Cour administrative d'appel de Marseille — Décision N° CAA13-25MA01382

mercredi 29 octobre 2025

JuridictionCour administrative d'appel de Marseille
SectionCour administrative d'appel de Marseille
N° DossierCAA13-25MA01382
TypeOrdonnance
Recoursexcès de pouvoir
FormationJuge des référés
Avocat requérantIBRAHIM

Texte intégral

Vu la procédure suivante :

Procédure contentieuse antérieure :

Mme A... B... épouse C... a demandé au tribunal administratif de Marseille d’annuler l’arrêté du préfet des Bouches-du-Rhône du 31 juillet 2024 lui refusant la délivrance d’un titre de séjour, l'obligeant à quitter le territoire français dans un délai de trente jours et fixant le pays de sa destination.

Par un jugement n° 2408713 du 30 janvier 2025, le tribunal administratif de Marseille a rejeté sa demande.
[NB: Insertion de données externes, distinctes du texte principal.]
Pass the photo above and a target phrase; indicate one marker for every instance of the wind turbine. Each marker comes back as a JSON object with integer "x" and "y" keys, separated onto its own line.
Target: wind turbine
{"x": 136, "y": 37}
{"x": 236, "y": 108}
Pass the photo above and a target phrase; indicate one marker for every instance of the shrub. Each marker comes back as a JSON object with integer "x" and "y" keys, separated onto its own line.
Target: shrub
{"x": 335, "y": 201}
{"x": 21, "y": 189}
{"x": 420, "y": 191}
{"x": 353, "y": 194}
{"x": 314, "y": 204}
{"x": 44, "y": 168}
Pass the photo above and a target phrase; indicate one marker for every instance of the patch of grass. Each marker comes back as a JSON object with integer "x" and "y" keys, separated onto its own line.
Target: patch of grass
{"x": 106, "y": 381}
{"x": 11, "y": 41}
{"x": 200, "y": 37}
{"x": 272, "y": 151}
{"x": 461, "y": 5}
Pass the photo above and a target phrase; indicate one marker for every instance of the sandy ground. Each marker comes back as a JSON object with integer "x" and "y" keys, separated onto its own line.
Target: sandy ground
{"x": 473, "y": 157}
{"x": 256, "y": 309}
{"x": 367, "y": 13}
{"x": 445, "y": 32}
Procédures devant la Cour :

I. Par une requête, enregistrée le 23 mai 2025, sous le n° 25MA01382, Mme B... épouse C..., représentée par Me Ibrahim, demande à la Cour :

1°) d’annuler le jugement du 30 janvier 2025 ;

2°) d’annuler l’arrêté du préfet des Bouches-du-Rhône du 31 juillet 2024 ;

3°) d’enjoindre au préfet de lui délivrer un titre de séjour l’autorisant à travailler, dans le délai d’un mois à compter de la notification de la décision à intervenir ;

4°) de mettre à la charge de l’Etat une somme de 2 000 euros à verser à Me Ibrahim au titre de l’article L. 761-1 du code de justice administrative et de l’article 37 de la loi du 10 juillet 1991, qui s’engage dans ce cas à renoncer à la part contributive de l’Etat au titre de l’aide juridictionnelle.
Elle soutient que :
L’arrêté est entaché d’une erreur manifeste d’appréciation ;
Il méconnaît l’article L. 435-1 du code de l’entrée et du séjour des étrangers et du droit d’asile ;
Le préfet a commis une erreur dans l’exercice de son pouvoir discrétionnaire de régularisation ;
Il méconnaît l’article L. 423-23 du code de l’entrée et du séjour des étrangers et du droit d’asile ;
Il méconnaît l’article 8 de la convention européenne de sauvegarde des droits de l’homme et des libertés fondamentales.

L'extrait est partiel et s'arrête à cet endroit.